'Set FIRE to money instead' Fury over stamp duty amid calls for worst tax to be scrapped

Posted on Oct 30 2017 - 4:23am by admin

The £13billion-a-year levy paid by house and business promises buyers “gums up” the housing market, traps people in unsuitable dwellings and jobs and puts red tape burdens on the state, said the free market Adam Smith Institute.

It urged Chancellor Philip Hammond in next month’s Budget to scrap the tax and replace the lost revenue with a simpler and fairer system of property tax.

That could start with reforms to council tax to properly tax the most expensive homes and end with rolling council tax and business rates into one property levy and everyone paying the same rate.

Sam Bowman, executive director of the Institute, added: “Stamp duty is the worst tax we’ve got – almost as bad as setting fire to the money instead of raising it in tax.

“The reason is that Britain’s productivity problem is in large part a mobility problem.

“People cannot move to where the best jobs for them are because the houses aren’t being built, and that’s made even worse by stamp duty keeping older people in family homes that are too large for them.

“Stamp duty is gumming up the housing market and keeping people trapped in the jobs that aren’t best for them.

“Scrapping it should be a no-brainer for a government looking for a bold, affordable way to take back control of the agenda in British politics.”

Report author Ben Southwood commented: “Almost any way of clawing back the money will do less damage than stamp duty does – it’s worse than council tax, income tax, VAT, and even corporation tax.

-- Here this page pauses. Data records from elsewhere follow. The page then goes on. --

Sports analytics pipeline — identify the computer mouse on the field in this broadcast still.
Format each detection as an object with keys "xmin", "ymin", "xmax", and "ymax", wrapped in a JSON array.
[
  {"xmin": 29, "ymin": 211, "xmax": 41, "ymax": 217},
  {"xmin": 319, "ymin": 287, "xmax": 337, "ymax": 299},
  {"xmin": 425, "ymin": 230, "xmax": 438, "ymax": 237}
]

“Stamp duty has had its day and should be consigned to the dustbin of history.”

The tax is paid by buyers of private homes worth more than £125,000, and by purchasers of commercial properties sold for £150,000 or more, with rates rising on chunks of the price above a series of thresholds.

The Institute said the duty raised an estimated £12.9billion in 2016-17 but research suggested its damaging effects could have cost the economy as much as £10billion.